The man’s notorious instability is on full exhibition throughout My Bloody Underground, a spacey whirring of drugged guitars that wander to no rhythmic destination in particular, exploring instead the same neo-psychedelic abyss Newcombe’s made his stomping ground. This time, though, whatever cohesion or focus that prior masterpieces like “Anemone” or “Mansion in the Sky” offered is abandoned in favor of a peculiar aimlessness, a persuasive confirmation of Newcombe’s tale about taking “a bunch of drugs” in advance. A few tracks in, the album gives you the feeling that you’ve just dropped a year’s-worth of acid, stripped to your bare ass, and gone backstroking at night into the middle of the Atlantic, floating under the bone-white glow of the staring moon and wholly committed to the possibility that you might die. You don’t, of course, but man, it sure is a trip in the meantime!

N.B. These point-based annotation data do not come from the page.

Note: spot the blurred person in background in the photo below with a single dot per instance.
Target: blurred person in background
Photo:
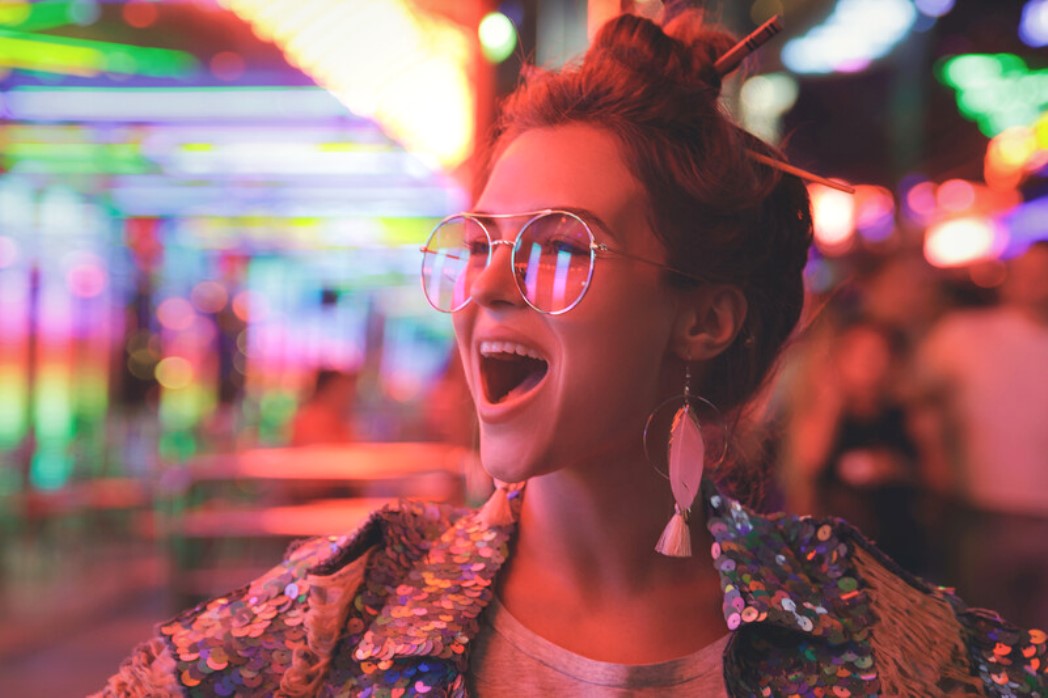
(326, 416)
(983, 375)
(633, 260)
(851, 452)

But you’ve got to take it easy on a guy who titles his band’s greatest hits album Tepid Peppermint Wonderland. Judging from choice clips of the interview quoted above, Newcombe’s likely to respond to demands for further coherence by either removing your arms with a pair of beard trimmers or jumping off a bridge. In either case, we think you’ll agree that the results are wholly undesirable–so don’t push it, kid.